Dying to save her life

Our database is for the most part representative of the accidents incurred by British and Irish railway workers around the time of the First World War. However, there are some gaps. Some reflect the particular administrative structures of the time: staff in the workshops weren’t covered in the Railway Inspectorate reports, something discussed in an earlier blog post. Some probably either reflect what the Inspectors regarded as important or what they felt they could achieve in the limited time they had for any given case. This might have meant that their attention was focused on the jobs which exposed workers to greater dangers – broadly speaking, the manual roles like track work, or shunting.

One effect of this might have been to focus on what were – at the time – understood as male roles. As a result, women are rather under-represented in our database. This is something we discussed when the first of our 3 female cases came up – and we return to now, for the second case.

Saughton station, c.1914. Courtesy National Library of Scotland Maps.

This one occurred on 9 July 1913 at Saughton station, on the North British Railway – now a suburb of Edinburgh, though at the time rather more secluded as the map demonstrates. Just after 9am foreman carriage cleaner Robert Watt and carriage cleaner Williamina Gardiner were standing between up south and down north running lines, waiting for the Dundee to Edinburgh train to pass over the connection between up north and up south lines. As it approached, Watt and Gardiner moved out of the way, but unaccountably, Gardiner ‘turned back and stepped on to the connection about five yards in front of the engine. Watt turned back and endeavoured to pull Mrs Gardiner clear of the connection, but both of them were struck by the engine and sustained fatal injuries.’

Inspector JH Armytage’s report noted that there was an old signal box to the south of the lines, used as a mess-room and store for the cleaners, and the pair were presumed to be making their way across the complex of tracks to get to the carriage sidings to the north of the  lines.
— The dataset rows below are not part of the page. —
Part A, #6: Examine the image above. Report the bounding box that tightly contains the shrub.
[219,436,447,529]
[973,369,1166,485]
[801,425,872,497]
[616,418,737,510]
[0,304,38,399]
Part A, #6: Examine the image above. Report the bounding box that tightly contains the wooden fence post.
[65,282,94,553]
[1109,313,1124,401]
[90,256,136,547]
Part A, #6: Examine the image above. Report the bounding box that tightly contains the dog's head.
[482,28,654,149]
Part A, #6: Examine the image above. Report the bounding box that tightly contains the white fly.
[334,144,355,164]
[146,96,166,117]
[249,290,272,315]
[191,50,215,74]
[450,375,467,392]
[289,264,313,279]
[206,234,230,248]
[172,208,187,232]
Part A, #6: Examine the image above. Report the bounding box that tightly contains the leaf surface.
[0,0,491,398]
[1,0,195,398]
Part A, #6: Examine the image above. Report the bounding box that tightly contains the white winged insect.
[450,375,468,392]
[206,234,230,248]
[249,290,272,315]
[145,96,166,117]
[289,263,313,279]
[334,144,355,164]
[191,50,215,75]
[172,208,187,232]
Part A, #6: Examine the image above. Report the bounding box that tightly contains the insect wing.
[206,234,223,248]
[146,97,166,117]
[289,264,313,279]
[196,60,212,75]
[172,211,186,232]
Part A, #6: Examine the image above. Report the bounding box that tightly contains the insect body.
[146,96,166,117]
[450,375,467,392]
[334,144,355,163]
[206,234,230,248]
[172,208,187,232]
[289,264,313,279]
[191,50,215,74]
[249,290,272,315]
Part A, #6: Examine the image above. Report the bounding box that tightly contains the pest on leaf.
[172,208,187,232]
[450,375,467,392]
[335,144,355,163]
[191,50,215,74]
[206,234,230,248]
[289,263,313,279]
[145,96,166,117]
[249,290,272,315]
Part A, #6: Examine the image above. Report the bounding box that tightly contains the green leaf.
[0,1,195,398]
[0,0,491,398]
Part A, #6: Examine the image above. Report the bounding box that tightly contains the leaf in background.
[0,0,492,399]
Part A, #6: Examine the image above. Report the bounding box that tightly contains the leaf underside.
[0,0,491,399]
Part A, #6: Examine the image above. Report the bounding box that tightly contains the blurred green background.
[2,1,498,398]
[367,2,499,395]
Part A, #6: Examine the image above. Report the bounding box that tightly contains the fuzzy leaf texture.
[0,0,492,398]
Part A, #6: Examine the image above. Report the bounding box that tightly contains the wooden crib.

Armytage’s presumption was that Gardiner mistook the route of the train and Watt ‘met his death while endeavouring to save Mrs Gardiner’s life.’ He went on: ‘It is satisfactory to learn that the Company have decided to erect a mess-room and store on the north side of the lines’ (1913 Quarter 3, Appendix B).

It is perhaps unsurprising that we have an accident involving carriage cleaners – yet another of the grades expected to work on the lines, sometimes including avoiding moving traffic when cleaning and sometimes when getting to or from work sites. And again reflecting some of the wider societal notions of what female railway workers might do, it is similarly unsurprising that our second female case involved a woman employed as a cleaner. As we extend the project into the interwar years, we will see if more women feature in our expanded database and what roles they performed.